Ouray - Ruf der Ahnen (German Edition) by Jutta Wölk

Ouray - Ruf der Ahnen (German Edition) by Jutta Wölk

Autor:Jutta Wölk [Wölk, Jutta]
Die sprache: deu
Format: epub
veröffentlicht: 2014-05-11T00:00:00+00:00


Mary reichte Abby eine Tasse Kaffee und setzte sich ihr gegenüber. »War sie eigentlich schon tot oder lebte sie noch, als du sie auf der Bank gefunden hast?«, fragte sie mit sorgenvoller Miene. »Schrecklich, nicht wahr?«

Abby nippte an dem heißen Getränk und ließ sich mit der Antwort Zeit. »Das kann ich nicht mit Bestimmtheit sagen.«

»Du, äh …«, druckste die Köchin. »Ich hab dir doch von der Hexe erzählt …«

Abby stellte die Tasse auf dem Tisch ab und betrachtete ihre Kollegin mit hochgeschobenen Brauen. »Du weißt, wie ich darüber denke.«

Mary bekreuzigte sich dreimal und blickte sich ängstlich um. Dann umschloss sie mit der linken Hand das kleine goldene Kreuz, das sie an einer zierlichen Halskette trug. »Ich habe sie ein paar Mal gesehen, weißt du. Nach meiner Schicht, wenn ich auf dem Weg ins Tal war.«

Abby beugte sich vor. »Es gibt keine Hexen, glaub mir. Wen auch immer du gesehen hast, war bestimmt keine böse Hexe, so wie wir sie aus Märchen kennen und …«

»Du bist nicht von hier«, unterbrach Mary sie und bekreuzigte sich erneut. »Ich weiß, das klingt verrückt, aber Shania und ihre Mutter waren bösartig. Sie haben die Männer im Dorf verzaubert mit ihrer angeblichen Medizin. Meine Mutter und meine Großmutter haben mir einiges über diese Frauen erzählt. Shania hat den Berg zwar verlassen, kommt aber seitdem immer wieder hierher. Wenn es dunkel ist, schleicht sie um die Anlage und beobachtet uns.« Der verängstigte Blick der Köchin richtete sich auf das Panoramafenster. »Vielleicht ist sie jetzt auch da draußen und sieht zu uns herüber. Sie will bestimmt ihr Land zurück.«

»Ihr Land?«, wiederholte Abby.

Mary nickte hölzern und schien mit den Gedanken weit weg zu sein. Sie hielt das goldene Kruzifix mit der Linken fest umklammert. »Sie hat diesen Ort verhext. Ich denke, sie hat die arme Frau umgebracht. Aus Rache!«

Abby seufzte. Sie sah keinen Sinn darin, die Köchin von ihrem festgefahrenen Glauben abbringen zu wollen. Wie sollte sie Mary auch vom Gegenteil überzeugen? Die Frau war an diesem Ort groß geworden und hatte vermutlich eine andere Erziehung genossen als die Menschen in den Metropolen. Little-Yampa war in Marys Jugend ein verschlafenes Nest gewesen. Helen hatte ihr erzählt, dass der Pfarrer jeden Sonntag von seiner Kanzel predigte, der Satan weile unter ihnen, um sie in Versuchung zu führen. In der Provinz tickten die Uhren eben langsamer. In mancherlei Hinsicht begrüßte Abby das, jedoch nicht in Bezug auf übertriebene Angsthascherei.

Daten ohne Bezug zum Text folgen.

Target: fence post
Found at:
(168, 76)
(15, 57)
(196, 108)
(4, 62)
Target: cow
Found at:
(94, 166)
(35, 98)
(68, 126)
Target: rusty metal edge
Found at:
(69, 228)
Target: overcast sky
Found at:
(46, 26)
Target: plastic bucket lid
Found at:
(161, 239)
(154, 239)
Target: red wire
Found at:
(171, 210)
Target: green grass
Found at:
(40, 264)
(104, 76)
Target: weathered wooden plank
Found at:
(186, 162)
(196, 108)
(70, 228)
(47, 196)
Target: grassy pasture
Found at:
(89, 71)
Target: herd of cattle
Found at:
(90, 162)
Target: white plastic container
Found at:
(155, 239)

»Sobald es dunkel ist, kommt sie auf den Berg und starrt zum Hotel herüber. Ich habe sie schon ein paar Mal dabei ertappt, wenn ich abends den Abfall hinausbrachte. Sie steht immer an derselben Stelle zwischen den Tannen, ganz in der Nähe der Bank, auf der Mrs. Greenwood gestorben ist. Sie hat der alten Frau sicher so viel Angst eingejagt, dass die vor lauter Furcht einen Herzinfarkt erlitten hat.«

Abby riss die Augen auf. Marys Worte trafen sie wie ein Schlag in die Magengrube. Zum Glück starrte die Köchin weiterhin aus dem Fenster und bekam nicht mit, wie ihre Hände zu zittern begannen. Schnell legte Abby die Finger unter dem Tisch auf ihre Oberschenkel.